I'm investing for long time lets say 2 years.


----------



## Drakeisnigger (Jan 6, 2021)

werty1457 said:


> MY EYBR I BROEN BUT WHT I I


Cucks like u are ruining this forum with ur ape language


----------



## Deleted member 6963 (Jan 6, 2021)

Not that knowledgeable but you should've waited imo... 

Set up some price alerts so if the price falls, sell at a profit. Wait for February - March after some corrections happenend.


----------



## Deleted member 6403 (Jan 6, 2021)

Drakeisnigger said:


> I'm investing for long time lets say 2 years.


did u even do any type of analysis or did u just blindly buy? ur better off burning ur money


----------



## Deleted member 5969 (Jan 6, 2021)

You bought an all time high. Stupid move.
Hold, maybe it'll go up some more. Y


----------



## Drakeisnigger (Jan 6, 2021)

CookiesAndCream said:


> Not that knowledgeable but you should've waited imo...
> 
> Set up some price alerts so if the price falls, sell at a profit. Wait for February - March after some corrections happenend.
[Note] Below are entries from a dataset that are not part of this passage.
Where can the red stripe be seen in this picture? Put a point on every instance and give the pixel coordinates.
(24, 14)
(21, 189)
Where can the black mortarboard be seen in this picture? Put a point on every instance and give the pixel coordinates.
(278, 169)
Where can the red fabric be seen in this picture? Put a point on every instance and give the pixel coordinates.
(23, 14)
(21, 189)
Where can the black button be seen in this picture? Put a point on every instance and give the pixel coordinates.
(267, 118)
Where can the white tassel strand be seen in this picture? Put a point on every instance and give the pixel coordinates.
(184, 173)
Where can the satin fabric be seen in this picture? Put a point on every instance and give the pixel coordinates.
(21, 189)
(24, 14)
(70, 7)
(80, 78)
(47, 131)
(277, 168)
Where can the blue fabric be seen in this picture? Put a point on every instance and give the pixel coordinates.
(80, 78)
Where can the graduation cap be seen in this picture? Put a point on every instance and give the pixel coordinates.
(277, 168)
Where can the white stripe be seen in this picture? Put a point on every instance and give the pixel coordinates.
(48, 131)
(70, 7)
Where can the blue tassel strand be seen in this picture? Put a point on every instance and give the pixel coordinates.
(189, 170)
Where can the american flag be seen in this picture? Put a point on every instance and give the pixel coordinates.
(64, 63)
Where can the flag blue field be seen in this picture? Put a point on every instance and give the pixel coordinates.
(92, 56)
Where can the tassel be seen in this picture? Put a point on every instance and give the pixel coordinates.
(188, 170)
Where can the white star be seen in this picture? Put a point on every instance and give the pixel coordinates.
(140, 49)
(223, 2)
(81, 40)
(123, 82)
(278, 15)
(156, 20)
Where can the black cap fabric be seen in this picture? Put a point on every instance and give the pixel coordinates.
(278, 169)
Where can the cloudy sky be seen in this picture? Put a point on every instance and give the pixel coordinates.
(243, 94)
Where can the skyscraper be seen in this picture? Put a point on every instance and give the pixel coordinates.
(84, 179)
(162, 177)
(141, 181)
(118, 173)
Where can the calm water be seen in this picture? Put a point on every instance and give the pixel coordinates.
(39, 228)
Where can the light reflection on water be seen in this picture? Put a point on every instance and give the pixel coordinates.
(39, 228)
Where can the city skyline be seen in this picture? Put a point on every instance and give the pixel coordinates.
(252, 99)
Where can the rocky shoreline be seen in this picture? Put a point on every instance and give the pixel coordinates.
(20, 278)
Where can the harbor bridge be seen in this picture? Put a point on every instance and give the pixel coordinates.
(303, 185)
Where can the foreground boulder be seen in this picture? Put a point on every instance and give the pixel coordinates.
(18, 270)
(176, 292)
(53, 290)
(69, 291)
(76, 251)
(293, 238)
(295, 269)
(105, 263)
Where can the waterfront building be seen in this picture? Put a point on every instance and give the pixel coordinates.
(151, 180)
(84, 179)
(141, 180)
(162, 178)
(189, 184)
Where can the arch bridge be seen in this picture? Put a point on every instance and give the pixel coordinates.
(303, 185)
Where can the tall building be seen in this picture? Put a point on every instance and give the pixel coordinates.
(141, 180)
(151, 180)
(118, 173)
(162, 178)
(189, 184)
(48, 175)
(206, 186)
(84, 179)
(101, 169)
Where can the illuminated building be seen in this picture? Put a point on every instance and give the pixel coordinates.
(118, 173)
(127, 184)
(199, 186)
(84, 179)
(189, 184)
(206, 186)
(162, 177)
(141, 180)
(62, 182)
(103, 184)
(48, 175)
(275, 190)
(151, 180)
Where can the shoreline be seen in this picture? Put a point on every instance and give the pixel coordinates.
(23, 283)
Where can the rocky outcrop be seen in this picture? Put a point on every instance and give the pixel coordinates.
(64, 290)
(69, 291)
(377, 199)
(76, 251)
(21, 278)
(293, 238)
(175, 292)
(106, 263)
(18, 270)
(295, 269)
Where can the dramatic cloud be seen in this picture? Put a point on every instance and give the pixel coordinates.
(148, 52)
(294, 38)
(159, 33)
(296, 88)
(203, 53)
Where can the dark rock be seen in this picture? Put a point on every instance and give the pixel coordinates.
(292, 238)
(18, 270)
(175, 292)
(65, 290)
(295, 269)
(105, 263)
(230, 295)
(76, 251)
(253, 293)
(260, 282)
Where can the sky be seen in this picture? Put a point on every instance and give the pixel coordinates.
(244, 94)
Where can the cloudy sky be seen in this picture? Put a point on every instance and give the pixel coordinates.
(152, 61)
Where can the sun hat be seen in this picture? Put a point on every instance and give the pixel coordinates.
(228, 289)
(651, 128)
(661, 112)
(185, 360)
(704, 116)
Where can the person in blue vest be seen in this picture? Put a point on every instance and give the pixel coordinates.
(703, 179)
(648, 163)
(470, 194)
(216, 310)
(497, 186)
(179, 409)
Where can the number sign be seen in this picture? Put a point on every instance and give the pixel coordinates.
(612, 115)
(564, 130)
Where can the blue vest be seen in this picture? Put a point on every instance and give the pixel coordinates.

Yea I'll wait atleast for a year. Or unless the price reaches like 50k


----------



## Deleted member 5969 (Jan 6, 2021)

Drakeisnigger said:


> Cucks like u are ruining this forum with ur ape language


MY KEYBOARD IS BROKEN YOU SHIT STINKING BABOON


----------



## Drakeisnigger (Jan 6, 2021)

kjsbdfiusdf said:


> did u even do any type of analysis or did u just blindly buy? ur better off burning ur money


Blindly bro. Just checked my wallet I had bought 2$ worth of coins in 17 and it was 20$ now.


----------



## Drakeisnigger (Jan 6, 2021)

werty1457 said:


> You bought an all time high. Stupid move.
> Hold, maybe it'll go up some more. Y


I'll be waiting for atleast 2 years


----------



## Deleted member 10907 (Jan 6, 2021)

Drakeisnigger said:


> Opinion high iq cells. I have 0 knowledge in this.
> I just did one thing right I have no fear of losing this money. This is was spare money.


Just hold for years


----------



## Drakeisnigger (Jan 6, 2021)

james179 said:


> Just hold for years


Like 2 years?


----------



## Deleted member 5969 (Jan 6, 2021)

Drakeisnigger said:


> I'll be waiting for atleast 2 years


It's probably gonna crash before that.


----------



## Deleted member 5969 (Jan 6, 2021)

james179 said:


> Just hold for years


It's going to crash.


----------



## Drakeisnigger (Jan 6, 2021)

werty1457 said:


> It's going to crash.


Every1 said the same back in 2017 too


----------



## Deleted member 5969 (Jan 6, 2021)

Drakeisnigger said:


> Every1 said the same back in 2017 too


It crashed soon after. Look at the charts.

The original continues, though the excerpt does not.